Debriefs being held with the organizations that applied for OPDL licences have reinforced what SAAC has known all along – that the majority of SAAC members are maintaining the highest of technical and organizational standards in the country, which meet or exceed OPDL requirements. OSA feedback received thus far is confirming that SAAC members easily met and exceeded the technical and organizational requirements expected from high performance programs in Ontario.
Ultimately the selection committee denied the applications of SAAC organizations because the documentation submitted did not include three years of audited financial statements. This was a conscious decision on the part of our members and while we are disappointed that the committee took such a hard line with a requirement that had very little impact on the ability of our applicants to deliver a quality program, we were not surprised.

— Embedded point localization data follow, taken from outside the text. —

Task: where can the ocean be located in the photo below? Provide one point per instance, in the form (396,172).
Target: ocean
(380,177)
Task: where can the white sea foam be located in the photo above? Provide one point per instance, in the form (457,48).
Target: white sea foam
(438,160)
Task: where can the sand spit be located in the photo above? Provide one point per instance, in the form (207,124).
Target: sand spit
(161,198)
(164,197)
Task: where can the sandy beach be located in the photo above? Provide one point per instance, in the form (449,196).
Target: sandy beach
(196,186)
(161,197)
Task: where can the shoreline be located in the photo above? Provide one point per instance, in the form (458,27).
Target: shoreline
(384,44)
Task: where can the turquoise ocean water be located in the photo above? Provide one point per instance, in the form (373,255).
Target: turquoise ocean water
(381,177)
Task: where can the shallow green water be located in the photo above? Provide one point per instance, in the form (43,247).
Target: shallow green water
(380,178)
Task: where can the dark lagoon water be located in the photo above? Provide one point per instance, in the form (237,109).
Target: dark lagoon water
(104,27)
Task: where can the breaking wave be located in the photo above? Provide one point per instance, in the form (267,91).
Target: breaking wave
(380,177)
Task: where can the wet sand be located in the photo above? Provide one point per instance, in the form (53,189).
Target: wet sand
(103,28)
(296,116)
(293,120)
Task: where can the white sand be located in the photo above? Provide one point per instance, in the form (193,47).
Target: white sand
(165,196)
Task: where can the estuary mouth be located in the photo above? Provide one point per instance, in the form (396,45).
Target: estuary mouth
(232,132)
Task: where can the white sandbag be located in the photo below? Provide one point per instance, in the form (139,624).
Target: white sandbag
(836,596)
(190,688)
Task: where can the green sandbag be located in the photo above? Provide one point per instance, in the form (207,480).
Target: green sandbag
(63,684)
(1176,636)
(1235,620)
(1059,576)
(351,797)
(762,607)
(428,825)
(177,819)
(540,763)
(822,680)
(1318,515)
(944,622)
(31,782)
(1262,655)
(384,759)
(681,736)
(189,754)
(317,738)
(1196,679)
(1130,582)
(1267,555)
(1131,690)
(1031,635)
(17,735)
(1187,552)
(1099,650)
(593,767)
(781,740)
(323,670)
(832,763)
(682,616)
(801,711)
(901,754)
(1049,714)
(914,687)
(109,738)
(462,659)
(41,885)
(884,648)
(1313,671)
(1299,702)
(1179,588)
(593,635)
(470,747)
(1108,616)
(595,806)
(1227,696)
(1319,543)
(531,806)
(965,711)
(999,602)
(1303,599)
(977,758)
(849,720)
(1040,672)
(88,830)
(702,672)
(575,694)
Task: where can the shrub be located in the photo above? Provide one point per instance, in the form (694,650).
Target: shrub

SAAC members are, for the most part, private corporations who, unlike most Not-For-Profit entities, do not have a legal obligation to produce annual audited financial statements. SAAC questioned the rationale behind this requirement for OPDL membership, given that it’s strict application obviously put private organizations at a severe disadvantage in the process. Estimates obtained by some member to go back and produce three years of audited financials were in the range of $10,000-$15,000 per member.
Since at the application deadline, the OSA had not confirmed the eligibility of Academies to participate in OPDL, SAAC could not, in good conscience, recommend that it’s members make the financial investment to comply with this requirement.
SAAC and its members did submit financial information to clearly demonstrate that membership in SAAC, and adherence to the technical and organizational standards in place, required Academies to operate at the very least on the same financial level as would OPDL clubs. Further it demonstrated SAAC organizations track record of successfully operating on this level for many years and across their whole organization, not just one age group.
Since the OSA Board of Directors ultimately voted against allowing certain Academies into the OPDL, the decision to forego audited financials saved our members thousands of dollars which can be invested back into their programs in order to continue to provide a high performance environment for the ideal development of their players, coaches and organizational staff.
SAAC intends to keep this issue at the forefront in the coming months. We feel that a process which outright rejects the proven leadership in this area by our member organizations for non-soccer reasons while at the same time allowing brand new organizations with no high performance player development history to ‘learn on the job’ is fundamentally flawed and must be overhauled in order for the OPDL to deliver on its promises to Ontario players, coaches and the game itself.